Thursday, August 14, 2008

Fixing healthcare with pay for performance

Even if our national government somehow gets its fiscal act together and pays the funded national debt down, or at least slows its rate of increase below that of real economic growth, the American people will still face two other daunting financial problems, Social Security and healthcare entitlements. I'll tackle S.S. in a future post and concentrate on healthcare in today's installment.

The debate over healthcare tends to revolve around insurance. I think that emphasis is misplaced. Insurance is an issue only because healthcare has become so expensive. In the 19th and early 20th centuries, people wanted reimbursement for lost wages due to illness, not for healthcare costs. That changed as the cost of doctor visits, surgery, hospitalization, and medication soared faster than inflation year after year in the last three quarters of the 20th century.

But the real problem is not simply the cost of healthcare, it is the value proposition. People would happily pay high prices for medical treatment if they actually worked to alleviate suffering, stop further damage, and so forth. Modern medicine does some things very well and the doctors, nurses, and other specialists who provide those services ought to be well compensated for them.

Unfortunately, however, modern medicine is far from flawless. Many diseases and disorders continue to flummox it. My parents, brother, and wife, as well as several colleagues, suffer from chronic medical problems that doctors can't, or won't, fix. Here is where the value proposition comes in. Why do we pay doctors (etc.) even when they don't make us better? Would we pay an auto mechanic who looked at our car, maybe changed out a part, but didn't fix the rattle?

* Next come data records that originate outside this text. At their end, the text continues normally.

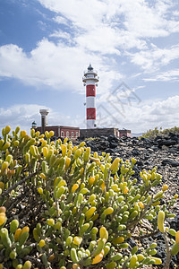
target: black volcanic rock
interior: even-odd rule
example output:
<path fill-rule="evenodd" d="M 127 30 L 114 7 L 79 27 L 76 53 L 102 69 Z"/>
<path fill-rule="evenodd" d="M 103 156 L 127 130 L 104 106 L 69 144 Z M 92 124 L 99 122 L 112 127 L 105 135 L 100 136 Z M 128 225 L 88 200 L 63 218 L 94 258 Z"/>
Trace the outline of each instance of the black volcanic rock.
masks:
<path fill-rule="evenodd" d="M 170 160 L 170 159 L 162 160 L 162 165 L 166 165 L 166 164 L 169 164 L 173 167 L 177 167 L 177 166 L 179 166 L 179 161 L 173 161 L 173 160 Z"/>

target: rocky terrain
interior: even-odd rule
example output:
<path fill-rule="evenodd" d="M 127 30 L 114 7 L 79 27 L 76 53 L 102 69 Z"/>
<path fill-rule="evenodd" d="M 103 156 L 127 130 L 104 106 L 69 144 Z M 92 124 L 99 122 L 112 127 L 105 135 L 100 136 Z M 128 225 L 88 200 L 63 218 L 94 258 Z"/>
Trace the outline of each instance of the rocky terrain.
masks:
<path fill-rule="evenodd" d="M 152 140 L 144 137 L 116 138 L 110 135 L 87 139 L 86 143 L 98 154 L 102 152 L 110 152 L 113 158 L 120 157 L 124 161 L 134 157 L 137 160 L 134 177 L 139 181 L 141 170 L 151 169 L 157 166 L 158 172 L 163 176 L 161 186 L 163 184 L 169 186 L 167 192 L 165 193 L 166 200 L 175 194 L 179 195 L 179 134 L 170 133 L 167 136 L 158 135 Z M 170 221 L 170 227 L 179 230 L 179 203 L 175 203 L 173 211 L 176 217 Z M 160 233 L 155 239 L 158 245 L 158 256 L 164 261 L 166 256 L 164 239 Z M 144 245 L 149 243 L 149 239 L 142 240 Z M 173 258 L 171 268 L 179 268 L 179 256 Z"/>

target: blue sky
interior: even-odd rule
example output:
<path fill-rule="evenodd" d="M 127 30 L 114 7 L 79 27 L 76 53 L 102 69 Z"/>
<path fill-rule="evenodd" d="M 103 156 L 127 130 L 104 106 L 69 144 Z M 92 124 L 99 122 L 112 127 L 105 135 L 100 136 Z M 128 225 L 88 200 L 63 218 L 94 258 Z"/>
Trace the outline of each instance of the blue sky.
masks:
<path fill-rule="evenodd" d="M 0 128 L 85 127 L 90 63 L 98 126 L 178 126 L 178 0 L 0 0 Z"/>

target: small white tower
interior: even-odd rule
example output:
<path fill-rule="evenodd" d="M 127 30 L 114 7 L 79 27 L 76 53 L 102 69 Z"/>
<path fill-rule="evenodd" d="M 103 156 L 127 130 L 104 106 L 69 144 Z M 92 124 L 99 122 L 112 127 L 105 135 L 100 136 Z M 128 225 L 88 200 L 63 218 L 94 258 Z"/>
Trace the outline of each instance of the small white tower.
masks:
<path fill-rule="evenodd" d="M 98 76 L 98 72 L 93 69 L 91 65 L 90 65 L 88 70 L 84 72 L 82 82 L 84 82 L 84 86 L 86 86 L 87 129 L 93 129 L 96 127 L 95 98 Z"/>
<path fill-rule="evenodd" d="M 46 126 L 47 126 L 47 115 L 49 111 L 47 109 L 39 109 L 41 114 L 41 133 L 45 133 Z"/>

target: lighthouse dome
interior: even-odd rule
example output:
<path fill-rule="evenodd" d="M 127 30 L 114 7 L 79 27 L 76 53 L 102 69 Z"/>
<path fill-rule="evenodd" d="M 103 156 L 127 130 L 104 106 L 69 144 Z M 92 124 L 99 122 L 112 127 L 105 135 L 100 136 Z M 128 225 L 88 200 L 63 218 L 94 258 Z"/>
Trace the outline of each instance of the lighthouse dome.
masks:
<path fill-rule="evenodd" d="M 93 67 L 91 66 L 91 65 L 90 64 L 89 67 L 88 67 L 88 71 L 93 71 Z"/>

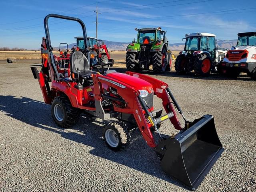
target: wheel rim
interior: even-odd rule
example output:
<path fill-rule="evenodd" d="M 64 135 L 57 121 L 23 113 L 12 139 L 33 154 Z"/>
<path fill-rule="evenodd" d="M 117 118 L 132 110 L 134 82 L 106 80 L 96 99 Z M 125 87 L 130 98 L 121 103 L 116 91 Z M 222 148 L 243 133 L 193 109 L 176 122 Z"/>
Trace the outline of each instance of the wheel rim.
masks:
<path fill-rule="evenodd" d="M 119 141 L 117 134 L 112 129 L 108 129 L 105 132 L 105 138 L 108 144 L 112 147 L 116 147 Z"/>
<path fill-rule="evenodd" d="M 60 105 L 56 104 L 53 108 L 53 112 L 56 119 L 58 121 L 62 121 L 64 118 L 64 111 Z"/>
<path fill-rule="evenodd" d="M 170 65 L 170 68 L 171 70 L 172 70 L 172 57 L 171 56 L 171 58 L 170 58 L 170 59 L 169 65 Z"/>
<path fill-rule="evenodd" d="M 211 68 L 211 62 L 208 59 L 205 59 L 203 61 L 202 64 L 202 70 L 205 73 L 207 73 Z"/>

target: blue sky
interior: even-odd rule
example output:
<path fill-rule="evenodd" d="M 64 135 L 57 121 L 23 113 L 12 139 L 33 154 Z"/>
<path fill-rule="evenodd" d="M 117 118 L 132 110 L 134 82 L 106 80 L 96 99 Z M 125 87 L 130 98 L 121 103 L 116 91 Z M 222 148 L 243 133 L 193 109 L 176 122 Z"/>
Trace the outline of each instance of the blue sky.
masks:
<path fill-rule="evenodd" d="M 88 36 L 95 36 L 96 2 L 98 38 L 130 42 L 135 28 L 161 26 L 170 43 L 182 42 L 186 33 L 206 32 L 218 39 L 237 38 L 238 32 L 256 31 L 255 0 L 8 0 L 1 1 L 0 47 L 38 48 L 45 36 L 44 17 L 56 13 L 81 18 Z M 49 21 L 54 46 L 74 42 L 78 25 L 55 19 Z"/>

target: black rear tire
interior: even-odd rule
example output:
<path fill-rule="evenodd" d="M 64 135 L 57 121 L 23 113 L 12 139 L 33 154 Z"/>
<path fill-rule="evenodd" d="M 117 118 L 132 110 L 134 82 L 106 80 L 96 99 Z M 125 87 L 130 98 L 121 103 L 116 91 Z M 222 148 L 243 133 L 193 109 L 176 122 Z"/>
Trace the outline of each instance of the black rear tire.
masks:
<path fill-rule="evenodd" d="M 138 68 L 137 64 L 135 62 L 137 55 L 137 53 L 127 52 L 126 56 L 126 68 L 128 71 L 134 70 Z"/>
<path fill-rule="evenodd" d="M 208 54 L 200 54 L 195 60 L 195 73 L 201 77 L 209 76 L 212 65 L 212 58 Z"/>
<path fill-rule="evenodd" d="M 80 117 L 80 114 L 79 109 L 73 107 L 66 97 L 56 97 L 52 102 L 52 118 L 60 127 L 68 128 L 72 126 Z"/>
<path fill-rule="evenodd" d="M 179 74 L 186 73 L 185 68 L 186 60 L 185 55 L 180 54 L 178 56 L 175 60 L 174 66 L 177 73 Z"/>
<path fill-rule="evenodd" d="M 129 145 L 131 136 L 127 125 L 122 122 L 117 121 L 109 123 L 105 126 L 103 138 L 110 149 L 118 151 Z"/>
<path fill-rule="evenodd" d="M 162 51 L 154 53 L 152 56 L 152 65 L 154 73 L 164 72 L 167 64 L 166 50 L 163 48 Z"/>

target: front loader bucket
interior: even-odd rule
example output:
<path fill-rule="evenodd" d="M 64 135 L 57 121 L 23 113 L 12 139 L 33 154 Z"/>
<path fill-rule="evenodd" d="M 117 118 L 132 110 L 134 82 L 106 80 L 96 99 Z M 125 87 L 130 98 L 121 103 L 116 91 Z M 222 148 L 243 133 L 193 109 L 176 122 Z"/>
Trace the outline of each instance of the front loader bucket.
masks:
<path fill-rule="evenodd" d="M 224 150 L 212 116 L 204 115 L 194 123 L 184 132 L 162 140 L 156 149 L 161 151 L 163 170 L 193 190 Z"/>

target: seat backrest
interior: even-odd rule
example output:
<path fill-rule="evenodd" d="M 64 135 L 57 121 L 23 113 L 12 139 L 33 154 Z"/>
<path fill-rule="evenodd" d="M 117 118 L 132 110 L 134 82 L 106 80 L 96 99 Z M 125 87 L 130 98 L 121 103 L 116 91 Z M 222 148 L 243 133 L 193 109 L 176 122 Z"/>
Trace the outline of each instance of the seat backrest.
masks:
<path fill-rule="evenodd" d="M 83 73 L 90 71 L 88 60 L 80 51 L 75 51 L 70 55 L 70 70 L 73 73 L 77 73 L 76 68 L 79 68 L 79 72 Z"/>

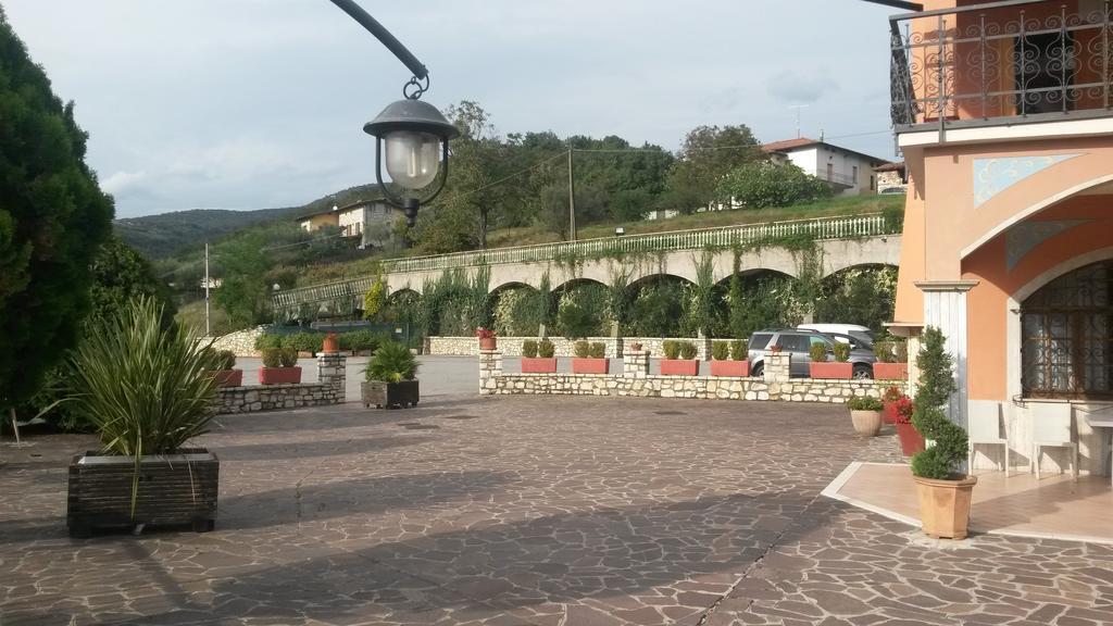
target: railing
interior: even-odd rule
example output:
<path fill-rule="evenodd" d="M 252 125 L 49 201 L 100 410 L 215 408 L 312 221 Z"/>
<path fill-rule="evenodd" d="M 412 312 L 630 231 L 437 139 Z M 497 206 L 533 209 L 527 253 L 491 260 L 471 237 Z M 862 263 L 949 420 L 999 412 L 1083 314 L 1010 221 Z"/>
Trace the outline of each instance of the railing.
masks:
<path fill-rule="evenodd" d="M 889 224 L 880 213 L 869 213 L 853 217 L 820 217 L 789 222 L 768 222 L 742 226 L 672 231 L 646 235 L 601 237 L 579 242 L 500 247 L 474 252 L 439 254 L 435 256 L 395 258 L 383 262 L 383 271 L 387 274 L 435 272 L 454 267 L 474 267 L 477 265 L 538 263 L 560 258 L 621 256 L 646 252 L 729 247 L 764 241 L 775 242 L 779 238 L 792 236 L 807 236 L 812 239 L 840 239 L 892 235 L 899 232 L 900 227 Z M 374 276 L 365 276 L 279 292 L 274 295 L 274 305 L 276 309 L 289 309 L 307 302 L 355 297 L 371 288 L 374 280 Z"/>
<path fill-rule="evenodd" d="M 894 16 L 894 126 L 1113 115 L 1111 6 L 1090 6 L 1004 0 Z"/>

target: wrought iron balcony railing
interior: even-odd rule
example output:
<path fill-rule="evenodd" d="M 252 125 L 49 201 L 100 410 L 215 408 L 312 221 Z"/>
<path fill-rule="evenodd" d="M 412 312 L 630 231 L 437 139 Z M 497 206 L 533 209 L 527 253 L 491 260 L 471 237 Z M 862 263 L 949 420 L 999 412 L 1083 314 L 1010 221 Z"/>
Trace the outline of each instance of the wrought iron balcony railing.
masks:
<path fill-rule="evenodd" d="M 894 16 L 894 126 L 1113 115 L 1110 4 L 1005 0 Z"/>

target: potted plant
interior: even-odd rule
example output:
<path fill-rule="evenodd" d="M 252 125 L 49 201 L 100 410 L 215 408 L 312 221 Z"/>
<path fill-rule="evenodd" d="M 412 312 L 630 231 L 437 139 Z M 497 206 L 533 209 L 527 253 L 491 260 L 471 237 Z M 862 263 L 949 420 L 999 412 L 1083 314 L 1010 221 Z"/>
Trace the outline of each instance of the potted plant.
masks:
<path fill-rule="evenodd" d="M 378 346 L 364 370 L 359 383 L 363 405 L 414 407 L 421 400 L 417 387 L 417 359 L 405 344 L 386 341 Z"/>
<path fill-rule="evenodd" d="M 846 403 L 850 409 L 854 431 L 863 437 L 876 437 L 881 431 L 881 401 L 870 395 L 855 395 Z"/>
<path fill-rule="evenodd" d="M 607 374 L 611 371 L 611 360 L 605 359 L 607 346 L 602 343 L 578 341 L 574 346 L 575 358 L 572 359 L 573 374 Z"/>
<path fill-rule="evenodd" d="M 216 520 L 219 461 L 188 442 L 208 432 L 219 366 L 162 306 L 132 300 L 96 325 L 72 358 L 65 402 L 92 427 L 100 449 L 72 458 L 66 522 L 72 536 L 101 528 Z"/>
<path fill-rule="evenodd" d="M 522 342 L 522 373 L 553 373 L 556 358 L 553 342 L 543 340 L 540 344 L 532 339 Z M 540 354 L 540 356 L 539 356 Z"/>
<path fill-rule="evenodd" d="M 811 356 L 811 362 L 808 364 L 808 375 L 814 379 L 853 379 L 854 365 L 847 362 L 850 359 L 850 345 L 836 341 L 831 350 L 835 353 L 834 363 L 827 361 L 826 343 L 811 344 L 808 350 L 808 355 Z"/>
<path fill-rule="evenodd" d="M 875 379 L 908 380 L 908 348 L 905 342 L 879 341 L 874 344 L 874 354 L 877 355 Z"/>
<path fill-rule="evenodd" d="M 698 350 L 690 341 L 668 340 L 661 344 L 664 359 L 661 359 L 662 376 L 695 376 L 699 374 Z"/>
<path fill-rule="evenodd" d="M 736 339 L 729 343 L 717 341 L 711 344 L 711 375 L 750 375 L 750 362 L 746 360 L 746 352 L 740 340 Z"/>
<path fill-rule="evenodd" d="M 491 351 L 499 346 L 492 330 L 480 326 L 475 329 L 475 336 L 480 338 L 480 350 Z"/>
<path fill-rule="evenodd" d="M 259 384 L 297 384 L 302 368 L 297 366 L 297 350 L 293 346 L 268 348 L 263 351 Z"/>
<path fill-rule="evenodd" d="M 912 473 L 924 532 L 934 538 L 964 539 L 977 477 L 959 471 L 966 461 L 968 438 L 945 411 L 951 394 L 957 390 L 953 362 L 943 333 L 934 326 L 925 327 L 923 348 L 916 355 L 920 373 L 912 421 L 933 446 L 912 458 Z"/>

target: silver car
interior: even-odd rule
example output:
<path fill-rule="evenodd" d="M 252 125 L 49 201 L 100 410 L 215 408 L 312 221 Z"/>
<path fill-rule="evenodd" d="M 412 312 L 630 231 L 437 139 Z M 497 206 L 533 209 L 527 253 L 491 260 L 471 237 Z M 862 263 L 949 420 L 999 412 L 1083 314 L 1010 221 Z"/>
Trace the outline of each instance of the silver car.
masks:
<path fill-rule="evenodd" d="M 791 353 L 792 361 L 789 375 L 794 378 L 808 378 L 811 363 L 811 344 L 823 343 L 827 346 L 827 353 L 834 354 L 835 340 L 825 333 L 816 331 L 802 331 L 797 329 L 771 329 L 758 331 L 750 335 L 749 353 L 750 375 L 760 376 L 765 371 L 765 355 L 770 345 L 780 345 L 782 352 Z M 853 346 L 850 350 L 850 364 L 854 365 L 854 378 L 874 378 L 874 362 L 877 356 L 873 350 Z"/>

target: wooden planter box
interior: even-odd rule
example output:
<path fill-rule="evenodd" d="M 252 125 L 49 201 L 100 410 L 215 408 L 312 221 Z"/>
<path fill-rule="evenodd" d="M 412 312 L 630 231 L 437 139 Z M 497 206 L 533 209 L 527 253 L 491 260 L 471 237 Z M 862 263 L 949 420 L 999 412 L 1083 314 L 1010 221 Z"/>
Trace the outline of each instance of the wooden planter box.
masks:
<path fill-rule="evenodd" d="M 359 383 L 359 394 L 363 397 L 363 405 L 375 405 L 376 409 L 394 407 L 415 407 L 421 400 L 417 381 L 406 380 L 402 382 L 362 382 Z"/>
<path fill-rule="evenodd" d="M 850 380 L 854 378 L 853 363 L 808 363 L 808 375 L 814 379 Z"/>
<path fill-rule="evenodd" d="M 712 376 L 748 376 L 749 361 L 711 361 Z"/>
<path fill-rule="evenodd" d="M 193 525 L 206 532 L 216 524 L 220 462 L 204 449 L 142 457 L 136 512 L 131 517 L 131 457 L 77 454 L 69 466 L 66 525 L 73 537 L 104 528 Z"/>
<path fill-rule="evenodd" d="M 874 363 L 877 380 L 908 380 L 908 363 Z"/>
<path fill-rule="evenodd" d="M 572 359 L 573 374 L 607 374 L 610 371 L 610 359 Z"/>
<path fill-rule="evenodd" d="M 297 384 L 302 368 L 259 368 L 259 384 Z"/>
<path fill-rule="evenodd" d="M 699 374 L 699 361 L 695 359 L 661 359 L 662 376 L 695 376 Z"/>
<path fill-rule="evenodd" d="M 522 356 L 523 374 L 551 374 L 556 371 L 556 358 Z"/>
<path fill-rule="evenodd" d="M 217 387 L 244 387 L 244 370 L 217 370 L 210 373 Z"/>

Would an accountant expect payment for just looking at your taxes? Why should we pay our doctors just for seeing us?

I recently suffered from a viral infection in my throat that led to acute pharyngitis. I couldn't even swallow my own spit. The ER staff got the swelling down but sent me home without trying to ascertain the cause. Unsurprisingly, I ended up going back to the ER two days later. This time the docs did not even alleviate my pain, sending me home with a concoction I suspect was a placebo. Whatever it was, it didn't work. A week later, I recovered thanks to my own immune system but the ENT insisted that I pay him an office visit anyway. He actually had the nerve to request that I come back 2 weeks later, even though he admitted he could do nothing to help me or to prevent another bout of this nasty ailment. All told, I shelled out almost $200 in co-pays for this "treatment." Lord knows how much my insurer will pay, and all for nothing.

If the government said patients only had to pay when doctors actually helped them our national healthcare bill would be slashed, perhaps by as much as half. That would go a long way toward alleviating the entitlement burden and decreasing health insurance premiums. Some smart egg would have to create a system that would minimize abuse (doctors claiming to do more than they did; patients claiming that they were not helped when in fact they were); entry into the healthcare professions would have to be opened to more people (which in and of itself would be ameliorative); our tort/medmal system would need to be revamped (it needs it anyway).

Imagine, though, how differently doctors would behave if they only got paid based on proven results. Unnecessary office visits and long waits would vanish, doctors would specialize around symptoms/diseases rather than body systems, and referrals to doctors better equipped to handle particular problems would come more rapidly. As long as the rewards matched the risks, doctors could be found who would take on any medical problem, including gunshot wounds and advanced cancer. Overall, doctors would have to work harder and smarter.

Healthcare professionals will therefore come up with all sorts of reasons why this proposal is dumb. As they mumble and bumble, just ask yourself if you would believe the same sort of story from any other professional services provider.


Scott Hodson said...

Beginning October 1, Medicare will no longer pay hospitals for care provided to resolve hospital acquired conditions. This has the potential to significantly reduce medicare expenditures and hosptial revenues.

For example, vascular catheter associated infection represents a major area of impact. A significant number of patients rely on vascular access devices, like PICC lines, to deliver needed medication. The line has to be placed and maintained in a specific manner, or it has a potential to cause a catheter-related bloodstream infection (CRBSI.) CRBSI, along with ventilator-associated pneumonia (which CMS is considering adding to the “selected conditions” list for FY 2009), are the two most costly infections to treat.
Analysis in one Midwestern hospital identified that the average cost to treat a CRBSI was $91,000, whereas the average reimbursement was about $67,000 – an operational loss of $24,000. As of Oct. 1, 2008, reimbursement will be zero. The CDC estimates 250,000 central line-associated infections occur in the United States annually, with an attributable mortality rate of 12 to 25 percent.

This change in reimbursement methodology will create a significant incentive for hospitals and physicians to work together to improve quality management.

Robert E. Wright said...

This is great info., Scott! Thanks so much for your input. I hadn't even thought about secondary conditions CAUSED by hospitals. I'd be interested to know, if Scott or other readers know offhand, how this particular reform came to pass.